With the hoopla of both the Democratic and Republican National Conventions still reverberating throughout the country and the election less than a month away, Accounting Today examines the tax plans offered by both Democratic nominee Barack Obama and GOP candidate John McCain as each vies to become the 44th occupant of the White House.The McCain plan Republican presidential candidate John McCain's plan to shake up Washington starts with some serious rattling of the current federal Tax Code, including a proposal aimed at making millions of Americans less dependent on accountants and other professional tax return preparers.
Under that plan, McCain would offer taxpayers the option of sidestepping the increasingly complex income tax reporting system in favor of a significantly streamlined alternative approach. Those who choose the alternate system would be granted a larger standard deduction, a heftier personal exemption, and only two tax brackets to agonize over.

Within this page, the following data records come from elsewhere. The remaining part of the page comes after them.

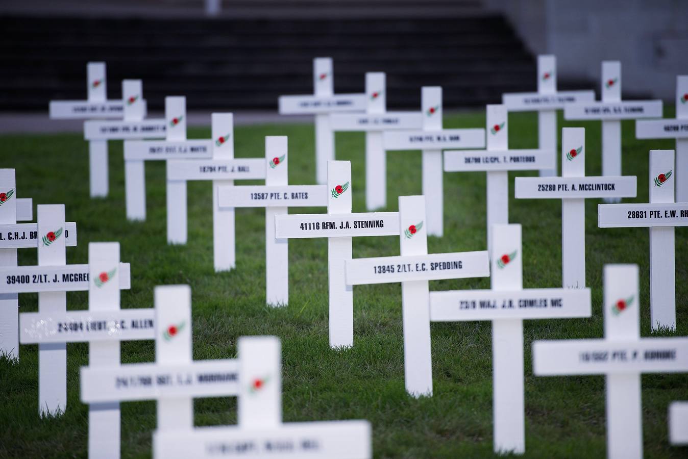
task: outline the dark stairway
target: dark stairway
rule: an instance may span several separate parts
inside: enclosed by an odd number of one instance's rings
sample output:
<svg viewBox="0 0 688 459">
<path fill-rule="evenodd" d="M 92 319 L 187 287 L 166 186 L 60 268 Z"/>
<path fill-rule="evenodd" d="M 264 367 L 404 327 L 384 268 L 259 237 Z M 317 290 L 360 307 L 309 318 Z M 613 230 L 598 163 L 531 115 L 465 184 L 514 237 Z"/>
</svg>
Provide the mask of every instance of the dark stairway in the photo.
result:
<svg viewBox="0 0 688 459">
<path fill-rule="evenodd" d="M 0 110 L 46 111 L 85 97 L 85 64 L 107 63 L 108 96 L 143 80 L 149 107 L 184 95 L 189 109 L 276 110 L 282 94 L 312 92 L 312 61 L 334 60 L 338 93 L 387 76 L 387 104 L 413 109 L 440 85 L 447 108 L 498 103 L 535 89 L 534 57 L 500 16 L 376 19 L 127 19 L 0 16 Z"/>
</svg>

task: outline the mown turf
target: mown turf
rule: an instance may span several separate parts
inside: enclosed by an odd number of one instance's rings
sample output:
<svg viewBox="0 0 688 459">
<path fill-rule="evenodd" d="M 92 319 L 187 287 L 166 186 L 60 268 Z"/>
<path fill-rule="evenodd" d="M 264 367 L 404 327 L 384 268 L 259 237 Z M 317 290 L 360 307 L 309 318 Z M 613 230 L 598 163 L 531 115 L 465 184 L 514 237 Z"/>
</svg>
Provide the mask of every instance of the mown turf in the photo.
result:
<svg viewBox="0 0 688 459">
<path fill-rule="evenodd" d="M 666 116 L 673 115 L 673 107 L 665 111 Z M 484 112 L 452 115 L 447 117 L 445 126 L 482 127 L 484 120 Z M 536 146 L 535 115 L 513 114 L 510 123 L 512 148 Z M 560 115 L 562 125 L 586 128 L 586 173 L 599 175 L 599 123 L 563 123 Z M 651 148 L 673 148 L 674 142 L 636 140 L 632 122 L 624 122 L 623 129 L 623 173 L 638 177 L 638 197 L 629 201 L 647 202 L 648 151 Z M 206 137 L 209 133 L 209 129 L 191 129 L 189 136 Z M 313 183 L 312 126 L 237 128 L 236 155 L 263 156 L 264 136 L 268 135 L 289 136 L 290 183 Z M 365 212 L 363 135 L 338 134 L 336 150 L 338 159 L 352 161 L 354 211 Z M 367 419 L 372 423 L 373 447 L 378 458 L 493 456 L 489 322 L 432 324 L 434 395 L 412 399 L 404 390 L 399 284 L 356 287 L 354 346 L 341 352 L 330 349 L 325 240 L 290 241 L 289 306 L 270 309 L 265 306 L 262 209 L 237 211 L 237 269 L 215 273 L 210 183 L 189 184 L 189 243 L 169 246 L 164 164 L 147 164 L 148 219 L 133 223 L 125 216 L 121 142 L 110 143 L 110 196 L 105 199 L 89 197 L 87 146 L 80 135 L 4 135 L 0 137 L 0 152 L 4 158 L 2 167 L 17 168 L 20 197 L 31 197 L 34 204 L 64 203 L 67 220 L 77 222 L 78 246 L 67 249 L 68 262 L 87 262 L 90 241 L 120 243 L 122 260 L 131 263 L 132 274 L 132 288 L 122 295 L 122 307 L 151 306 L 156 285 L 191 285 L 195 359 L 235 357 L 237 338 L 242 335 L 279 337 L 285 421 Z M 420 155 L 389 153 L 387 162 L 387 210 L 396 210 L 397 197 L 420 193 Z M 515 175 L 510 174 L 510 178 Z M 592 317 L 524 324 L 526 457 L 605 455 L 603 378 L 535 377 L 530 352 L 534 339 L 602 336 L 605 263 L 640 265 L 641 333 L 650 335 L 648 231 L 597 228 L 599 202 L 589 199 L 585 204 L 587 284 L 592 289 Z M 510 221 L 523 225 L 524 287 L 560 287 L 561 201 L 511 199 L 509 205 Z M 484 173 L 444 175 L 444 237 L 430 238 L 428 242 L 431 253 L 485 248 Z M 688 334 L 687 236 L 685 228 L 676 232 L 678 335 Z M 354 241 L 354 257 L 398 253 L 396 237 L 356 238 Z M 20 251 L 19 262 L 35 264 L 36 251 Z M 487 278 L 431 282 L 432 290 L 488 287 Z M 70 309 L 87 307 L 86 293 L 68 293 L 67 300 Z M 23 294 L 19 301 L 21 311 L 36 311 L 36 295 Z M 64 415 L 56 418 L 38 416 L 37 347 L 21 346 L 18 364 L 0 361 L 0 456 L 86 456 L 87 410 L 79 401 L 78 369 L 87 364 L 87 352 L 86 344 L 68 347 L 69 401 Z M 123 363 L 153 359 L 152 342 L 122 344 Z M 646 457 L 688 454 L 688 449 L 671 447 L 667 440 L 667 406 L 680 399 L 688 399 L 686 374 L 643 377 Z M 235 399 L 195 401 L 197 425 L 235 422 Z M 122 403 L 122 456 L 149 456 L 155 427 L 154 402 Z"/>
</svg>

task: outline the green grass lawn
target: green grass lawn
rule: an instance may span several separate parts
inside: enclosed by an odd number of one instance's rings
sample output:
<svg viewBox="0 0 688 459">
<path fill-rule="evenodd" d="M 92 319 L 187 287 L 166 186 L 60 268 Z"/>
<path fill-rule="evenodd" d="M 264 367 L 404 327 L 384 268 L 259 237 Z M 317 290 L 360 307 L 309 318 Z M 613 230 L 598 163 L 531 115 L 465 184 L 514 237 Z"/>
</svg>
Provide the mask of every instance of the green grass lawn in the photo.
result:
<svg viewBox="0 0 688 459">
<path fill-rule="evenodd" d="M 665 110 L 673 116 L 673 107 Z M 671 112 L 671 113 L 669 113 Z M 534 114 L 510 117 L 510 146 L 537 144 Z M 586 128 L 588 175 L 601 173 L 600 123 L 563 122 Z M 484 112 L 447 117 L 446 127 L 484 127 Z M 673 141 L 638 141 L 632 122 L 623 122 L 623 173 L 638 176 L 638 197 L 647 202 L 648 152 L 673 148 Z M 314 181 L 312 125 L 240 127 L 235 132 L 237 157 L 264 155 L 264 136 L 289 137 L 290 183 Z M 190 137 L 207 137 L 209 128 L 191 129 Z M 146 165 L 148 218 L 130 223 L 125 212 L 122 143 L 110 143 L 110 195 L 89 197 L 88 148 L 80 134 L 0 136 L 2 167 L 16 168 L 19 197 L 34 204 L 66 205 L 67 219 L 76 221 L 78 246 L 67 249 L 67 262 L 87 262 L 88 243 L 119 241 L 121 259 L 131 263 L 131 289 L 122 293 L 122 308 L 152 307 L 156 285 L 188 284 L 192 289 L 195 359 L 231 358 L 244 335 L 275 335 L 282 342 L 285 421 L 367 419 L 373 427 L 378 458 L 490 457 L 492 445 L 491 324 L 433 324 L 434 395 L 415 399 L 404 389 L 401 289 L 398 284 L 354 288 L 353 348 L 331 350 L 327 340 L 327 263 L 325 239 L 292 240 L 290 302 L 265 305 L 263 209 L 237 212 L 237 269 L 215 273 L 213 268 L 211 184 L 189 185 L 189 243 L 169 246 L 165 228 L 164 164 Z M 352 161 L 354 211 L 365 212 L 364 137 L 336 137 L 338 159 Z M 387 210 L 398 208 L 400 195 L 419 194 L 420 154 L 388 153 Z M 534 172 L 519 175 L 534 175 Z M 523 273 L 526 288 L 561 285 L 561 201 L 515 200 L 510 174 L 510 219 L 523 225 Z M 678 177 L 677 177 L 678 178 Z M 252 182 L 245 182 L 248 184 Z M 252 182 L 259 183 L 260 182 Z M 531 343 L 535 339 L 599 338 L 603 335 L 602 270 L 605 263 L 640 265 L 641 334 L 649 336 L 648 230 L 599 229 L 599 200 L 586 210 L 587 284 L 592 289 L 589 319 L 524 322 L 526 457 L 603 457 L 605 454 L 605 391 L 601 377 L 535 377 Z M 292 213 L 323 212 L 294 209 Z M 485 174 L 444 175 L 444 237 L 431 237 L 430 253 L 486 248 Z M 677 328 L 688 335 L 688 229 L 676 231 Z M 399 254 L 398 238 L 356 238 L 354 256 Z M 19 251 L 20 265 L 34 265 L 36 251 Z M 431 290 L 489 288 L 489 279 L 431 282 Z M 67 294 L 69 309 L 87 308 L 86 292 Z M 19 296 L 21 311 L 37 310 L 37 295 Z M 672 333 L 663 333 L 670 335 Z M 58 418 L 38 415 L 37 346 L 23 346 L 21 361 L 0 361 L 0 456 L 85 457 L 88 411 L 79 400 L 79 368 L 88 363 L 85 344 L 68 346 L 69 401 Z M 122 363 L 154 360 L 153 342 L 122 344 Z M 688 375 L 643 377 L 645 457 L 679 458 L 688 448 L 671 447 L 667 410 L 674 400 L 688 399 Z M 236 423 L 235 399 L 195 401 L 197 425 Z M 154 402 L 122 404 L 124 457 L 151 454 L 155 428 Z"/>
</svg>

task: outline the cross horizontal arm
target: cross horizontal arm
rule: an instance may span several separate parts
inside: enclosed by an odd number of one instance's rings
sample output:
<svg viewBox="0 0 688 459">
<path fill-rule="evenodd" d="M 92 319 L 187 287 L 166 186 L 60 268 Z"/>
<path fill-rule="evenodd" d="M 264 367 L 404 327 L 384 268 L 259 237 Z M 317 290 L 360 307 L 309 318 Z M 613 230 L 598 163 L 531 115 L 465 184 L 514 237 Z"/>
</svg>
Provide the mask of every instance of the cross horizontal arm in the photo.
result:
<svg viewBox="0 0 688 459">
<path fill-rule="evenodd" d="M 220 186 L 221 208 L 324 207 L 330 197 L 325 185 Z"/>
<path fill-rule="evenodd" d="M 330 117 L 333 131 L 380 131 L 396 129 L 420 129 L 423 114 L 420 111 L 388 111 L 368 113 L 335 113 Z"/>
<path fill-rule="evenodd" d="M 688 138 L 688 120 L 638 120 L 636 139 Z"/>
<path fill-rule="evenodd" d="M 487 251 L 355 258 L 345 262 L 348 285 L 490 276 Z"/>
<path fill-rule="evenodd" d="M 121 118 L 125 114 L 125 104 L 122 100 L 52 100 L 49 111 L 52 120 Z"/>
<path fill-rule="evenodd" d="M 557 157 L 553 150 L 458 150 L 444 152 L 444 170 L 530 170 L 554 169 Z"/>
<path fill-rule="evenodd" d="M 368 98 L 365 94 L 281 96 L 279 104 L 280 115 L 365 111 Z"/>
<path fill-rule="evenodd" d="M 0 249 L 36 248 L 43 243 L 38 232 L 38 223 L 0 225 Z M 76 223 L 65 223 L 65 238 L 67 247 L 76 245 Z"/>
<path fill-rule="evenodd" d="M 120 263 L 116 273 L 120 289 L 131 288 L 129 264 Z M 0 267 L 0 293 L 83 291 L 88 287 L 88 265 Z"/>
<path fill-rule="evenodd" d="M 162 139 L 165 137 L 166 126 L 164 120 L 87 121 L 84 122 L 84 139 Z"/>
<path fill-rule="evenodd" d="M 250 180 L 265 179 L 262 158 L 176 159 L 167 162 L 168 180 Z"/>
<path fill-rule="evenodd" d="M 688 226 L 688 203 L 598 204 L 601 228 Z"/>
<path fill-rule="evenodd" d="M 142 308 L 55 314 L 22 313 L 19 315 L 19 340 L 22 344 L 32 344 L 153 339 L 155 318 L 154 309 Z"/>
<path fill-rule="evenodd" d="M 536 341 L 537 376 L 688 372 L 688 338 Z"/>
<path fill-rule="evenodd" d="M 398 236 L 399 212 L 276 215 L 275 229 L 277 239 Z"/>
<path fill-rule="evenodd" d="M 431 322 L 588 317 L 590 289 L 430 292 Z"/>
<path fill-rule="evenodd" d="M 560 91 L 554 94 L 506 93 L 502 95 L 502 103 L 506 106 L 508 111 L 561 110 L 566 104 L 594 100 L 594 91 Z"/>
<path fill-rule="evenodd" d="M 81 367 L 81 401 L 85 403 L 215 397 L 239 393 L 239 361 L 200 360 L 191 363 L 129 363 L 116 367 Z"/>
<path fill-rule="evenodd" d="M 581 198 L 635 197 L 634 177 L 517 177 L 517 199 L 576 199 Z"/>
<path fill-rule="evenodd" d="M 153 436 L 155 458 L 306 457 L 310 459 L 367 459 L 372 457 L 370 423 L 365 421 L 288 423 L 255 427 L 213 426 L 184 432 L 158 431 Z M 276 453 L 283 449 L 283 456 Z"/>
<path fill-rule="evenodd" d="M 125 160 L 165 161 L 213 157 L 213 141 L 192 139 L 167 140 L 129 140 L 125 142 Z"/>
</svg>

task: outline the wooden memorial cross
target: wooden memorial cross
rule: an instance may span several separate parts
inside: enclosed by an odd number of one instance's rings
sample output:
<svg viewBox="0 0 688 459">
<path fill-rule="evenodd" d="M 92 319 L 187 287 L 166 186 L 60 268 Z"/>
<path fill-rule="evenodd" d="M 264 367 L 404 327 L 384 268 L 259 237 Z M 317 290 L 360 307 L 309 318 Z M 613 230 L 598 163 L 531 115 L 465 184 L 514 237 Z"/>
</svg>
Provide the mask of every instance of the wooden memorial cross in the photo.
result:
<svg viewBox="0 0 688 459">
<path fill-rule="evenodd" d="M 327 294 L 330 304 L 330 346 L 354 345 L 354 296 L 347 285 L 344 261 L 352 258 L 352 237 L 397 236 L 399 212 L 351 212 L 351 163 L 327 164 L 327 213 L 277 215 L 277 239 L 327 238 Z"/>
<path fill-rule="evenodd" d="M 30 232 L 26 236 L 28 225 L 17 225 L 18 221 L 34 219 L 31 198 L 17 196 L 14 170 L 0 169 L 0 266 L 17 266 L 17 248 L 38 247 L 36 238 L 32 238 Z M 35 231 L 36 223 L 33 227 Z M 16 293 L 0 295 L 0 355 L 13 361 L 19 359 L 19 302 Z"/>
<path fill-rule="evenodd" d="M 87 265 L 66 265 L 67 245 L 76 245 L 76 227 L 65 223 L 63 204 L 37 206 L 38 223 L 24 227 L 22 237 L 38 246 L 38 266 L 0 267 L 0 294 L 37 292 L 39 312 L 44 315 L 64 314 L 67 292 L 88 290 Z M 31 226 L 29 226 L 31 225 Z M 22 239 L 25 243 L 25 239 Z M 36 243 L 37 241 L 37 243 Z M 129 288 L 129 265 L 122 273 L 120 288 Z M 120 267 L 120 272 L 122 267 Z M 22 332 L 22 335 L 23 332 Z M 67 348 L 63 343 L 39 344 L 39 410 L 56 415 L 67 404 Z"/>
<path fill-rule="evenodd" d="M 334 133 L 330 114 L 364 112 L 365 94 L 335 94 L 332 58 L 313 59 L 313 95 L 280 96 L 280 115 L 315 115 L 315 175 L 318 183 L 327 183 L 327 161 L 334 159 Z"/>
<path fill-rule="evenodd" d="M 125 101 L 107 100 L 105 63 L 89 62 L 86 65 L 87 100 L 51 100 L 51 120 L 92 120 L 121 118 Z M 122 96 L 122 97 L 124 97 Z M 145 111 L 145 105 L 144 104 Z M 107 196 L 107 142 L 89 142 L 91 197 Z"/>
<path fill-rule="evenodd" d="M 676 77 L 676 117 L 638 120 L 636 139 L 676 139 L 676 202 L 688 202 L 688 75 Z"/>
<path fill-rule="evenodd" d="M 508 111 L 537 111 L 537 146 L 546 151 L 557 151 L 557 111 L 566 104 L 594 100 L 592 90 L 557 90 L 557 58 L 550 54 L 537 56 L 537 92 L 502 95 Z M 541 169 L 540 177 L 557 175 L 556 155 L 553 161 L 555 167 Z"/>
<path fill-rule="evenodd" d="M 484 170 L 487 175 L 487 248 L 493 225 L 509 223 L 509 170 L 557 168 L 555 151 L 508 148 L 506 105 L 487 106 L 486 150 L 444 152 L 444 172 Z"/>
<path fill-rule="evenodd" d="M 84 138 L 89 142 L 131 139 L 164 139 L 167 123 L 162 119 L 144 120 L 146 104 L 143 100 L 143 85 L 140 80 L 124 80 L 122 82 L 122 99 L 124 106 L 123 120 L 100 120 L 84 122 Z M 125 181 L 127 176 L 143 175 L 143 163 L 140 170 L 131 162 L 125 163 Z M 136 164 L 138 165 L 138 163 Z M 106 163 L 107 167 L 107 163 Z M 107 178 L 107 176 L 106 176 Z M 107 183 L 105 183 L 106 188 Z M 128 195 L 127 195 L 128 196 Z"/>
<path fill-rule="evenodd" d="M 89 308 L 60 313 L 23 313 L 22 344 L 89 343 L 91 367 L 120 364 L 120 342 L 155 339 L 152 309 L 120 309 L 120 289 L 129 283 L 128 266 L 120 263 L 119 243 L 89 244 Z M 127 276 L 123 278 L 122 276 Z M 40 373 L 40 379 L 51 380 Z M 104 453 L 105 451 L 105 453 Z M 89 456 L 120 457 L 119 403 L 89 407 Z"/>
<path fill-rule="evenodd" d="M 520 225 L 492 229 L 490 290 L 430 293 L 432 322 L 492 321 L 495 453 L 526 451 L 523 321 L 588 317 L 590 290 L 524 289 Z"/>
<path fill-rule="evenodd" d="M 688 372 L 688 338 L 641 338 L 637 265 L 604 267 L 604 339 L 536 341 L 536 376 L 604 374 L 607 457 L 643 457 L 641 374 Z"/>
<path fill-rule="evenodd" d="M 423 127 L 420 111 L 387 111 L 385 81 L 383 72 L 367 73 L 366 113 L 334 113 L 330 117 L 334 131 L 365 131 L 365 208 L 368 210 L 387 205 L 387 159 L 383 131 Z"/>
<path fill-rule="evenodd" d="M 164 140 L 125 140 L 125 197 L 129 220 L 146 219 L 144 161 L 208 159 L 213 156 L 213 140 L 186 139 L 186 98 L 165 98 L 165 123 Z M 176 200 L 186 202 L 186 183 L 175 183 L 173 193 L 168 186 L 168 199 L 172 194 Z M 186 210 L 186 206 L 184 208 Z"/>
<path fill-rule="evenodd" d="M 585 199 L 634 197 L 636 177 L 585 177 L 585 130 L 563 128 L 561 177 L 516 177 L 517 199 L 561 199 L 562 285 L 585 287 Z"/>
<path fill-rule="evenodd" d="M 671 445 L 688 445 L 688 402 L 669 405 L 669 441 Z"/>
<path fill-rule="evenodd" d="M 282 421 L 280 347 L 273 336 L 240 337 L 237 425 L 159 428 L 153 434 L 153 457 L 372 458 L 367 421 Z"/>
<path fill-rule="evenodd" d="M 220 208 L 217 190 L 235 180 L 264 179 L 267 166 L 261 158 L 234 157 L 232 113 L 213 113 L 212 131 L 211 158 L 167 161 L 167 243 L 186 243 L 186 181 L 212 180 L 215 269 L 229 271 L 236 265 L 234 209 Z"/>
<path fill-rule="evenodd" d="M 272 306 L 286 306 L 289 302 L 289 240 L 275 238 L 275 216 L 287 214 L 289 208 L 325 207 L 330 195 L 325 185 L 288 184 L 287 150 L 286 137 L 266 137 L 265 185 L 222 186 L 217 190 L 220 210 L 265 208 L 266 301 Z M 223 243 L 230 244 L 233 251 L 233 239 Z"/>
<path fill-rule="evenodd" d="M 649 203 L 599 204 L 601 228 L 649 227 L 650 326 L 676 330 L 674 227 L 688 226 L 688 203 L 674 203 L 673 150 L 649 152 Z"/>
<path fill-rule="evenodd" d="M 385 150 L 422 150 L 422 192 L 427 205 L 429 236 L 444 233 L 444 192 L 442 150 L 482 148 L 484 129 L 443 129 L 442 88 L 424 87 L 421 90 L 423 128 L 420 131 L 388 131 L 383 134 Z"/>
<path fill-rule="evenodd" d="M 428 254 L 425 198 L 399 197 L 400 256 L 345 262 L 347 285 L 401 282 L 404 381 L 413 396 L 432 395 L 428 281 L 490 276 L 487 251 Z"/>
<path fill-rule="evenodd" d="M 564 107 L 566 120 L 602 121 L 602 175 L 621 175 L 621 120 L 662 117 L 661 100 L 621 100 L 621 63 L 602 63 L 601 101 L 569 104 Z M 618 203 L 619 197 L 605 197 Z"/>
</svg>

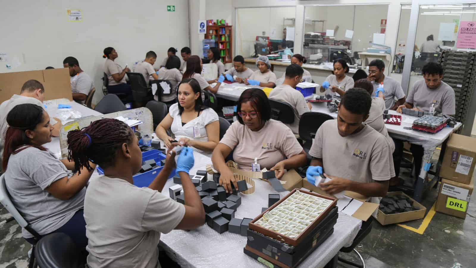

In calling for "a simpler, fairer Tax Code," the GOP candidate described the present system as virtually inscrutable.
"Nobody understands it, nobody trusts it, nobody believes in it, and we have to fix it," he said. As president, McCain said that he would design a new Tax Code for Americans that "they can understand and that they know is fair."
Unlike Democrat Barack Obama, who has promised to repeal most of the Bush tax cuts, McCain has pledged to make permanent all of the reductions, except for the estate tax repeal. Under his plan, a permanent 15 percent "death tax" would be imposed on taxable estates over $5 million.
Although the GOP nominee has discussed the need to repeal the Alternative Minimum Tax during the campaign, his formal tax plan stops short of immediate elimination. Instead, he would extend and index the 2007 AMT "patch" for inflation, and begin raising the threshold by an additional 5 percent annually in 2013.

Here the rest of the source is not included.